By putting photos of the terrorists involved in the Catalonia attack with the big title: “Terrorism born in Morocco”, the magazine chose to ride on the anti-Moroccan tide that has been launched by far-rightist groups on social media looking for a scapegoat to explain failed migration policies and lack of oversight over radicalization factors.
The Spokesperson for the Moroccan government, Mustapha El Khalfi condemned this unprofessional choice of a cover that associates Morocco as a nation, people and institution with a bunch of terrorists who have been born in Morocco but have been radicalized in Spain.
He said, at a press briefing following the weekly cabinet meeting, that such a cover is part of a heinous campaign that seeks to create stereotypes and take Morocco as a scapegoat to explain terrorism.
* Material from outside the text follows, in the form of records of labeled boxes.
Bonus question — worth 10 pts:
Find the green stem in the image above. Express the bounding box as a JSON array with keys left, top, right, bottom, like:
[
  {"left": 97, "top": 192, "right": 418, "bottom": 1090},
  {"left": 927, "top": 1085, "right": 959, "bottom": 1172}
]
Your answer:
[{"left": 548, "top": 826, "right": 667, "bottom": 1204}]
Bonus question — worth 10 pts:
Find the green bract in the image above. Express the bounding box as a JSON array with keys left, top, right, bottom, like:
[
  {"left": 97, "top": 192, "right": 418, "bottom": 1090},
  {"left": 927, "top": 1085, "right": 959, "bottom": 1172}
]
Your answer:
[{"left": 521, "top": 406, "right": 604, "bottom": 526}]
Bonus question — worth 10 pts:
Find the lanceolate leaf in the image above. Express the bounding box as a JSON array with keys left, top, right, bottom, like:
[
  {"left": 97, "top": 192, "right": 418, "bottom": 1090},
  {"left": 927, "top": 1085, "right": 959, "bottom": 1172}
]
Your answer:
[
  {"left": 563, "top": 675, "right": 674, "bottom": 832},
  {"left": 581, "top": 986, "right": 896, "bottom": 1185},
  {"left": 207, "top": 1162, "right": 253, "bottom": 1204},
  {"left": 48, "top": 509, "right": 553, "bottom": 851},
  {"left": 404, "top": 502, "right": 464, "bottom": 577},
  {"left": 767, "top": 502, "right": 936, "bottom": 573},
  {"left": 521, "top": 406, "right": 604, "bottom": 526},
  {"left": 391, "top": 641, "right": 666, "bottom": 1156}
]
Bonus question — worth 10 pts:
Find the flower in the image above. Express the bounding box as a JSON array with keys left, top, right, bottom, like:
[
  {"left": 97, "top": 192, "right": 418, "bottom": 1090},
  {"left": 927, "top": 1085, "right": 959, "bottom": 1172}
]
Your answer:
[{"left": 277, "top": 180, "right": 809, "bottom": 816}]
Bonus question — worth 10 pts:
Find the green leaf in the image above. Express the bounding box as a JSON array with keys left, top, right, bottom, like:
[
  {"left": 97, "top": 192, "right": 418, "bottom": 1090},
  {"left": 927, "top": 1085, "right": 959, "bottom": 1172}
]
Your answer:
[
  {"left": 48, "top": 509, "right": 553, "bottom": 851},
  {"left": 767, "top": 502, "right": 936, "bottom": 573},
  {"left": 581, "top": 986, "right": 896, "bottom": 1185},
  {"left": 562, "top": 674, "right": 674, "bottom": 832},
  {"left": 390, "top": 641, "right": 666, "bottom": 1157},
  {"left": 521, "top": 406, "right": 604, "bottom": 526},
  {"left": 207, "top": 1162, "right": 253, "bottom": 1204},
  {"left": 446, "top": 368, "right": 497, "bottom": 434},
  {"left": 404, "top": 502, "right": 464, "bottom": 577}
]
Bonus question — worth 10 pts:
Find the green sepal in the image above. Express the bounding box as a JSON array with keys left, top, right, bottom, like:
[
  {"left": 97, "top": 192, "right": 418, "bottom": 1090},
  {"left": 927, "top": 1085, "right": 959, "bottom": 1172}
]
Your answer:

Khalfi explained that raising the Moroccan origins of the perpetrators of the Catalonia terrorist attacks leads the debate over terrorism astray from the deep causes of extremism in Europe.
The Spokesperson added that on the ground, Morocco remains one of the most insulated countries from terrorism in the MENA region and that its multilayered antiterrorism strategy includes security, social, economic and religious dimensions.
Morocco’s steadfast commitment to international cooperation against terrorism is praised and its counterterrorism experience is wanted by many countries, he underscored.
Spreading stereotypes stigmatizing Morocco for being the birth place of a bunch of youth who were radicalized in Europe is thus an “unjust campaign” that is contradicted with the success of Morocco in combating terrorism at home and abroad.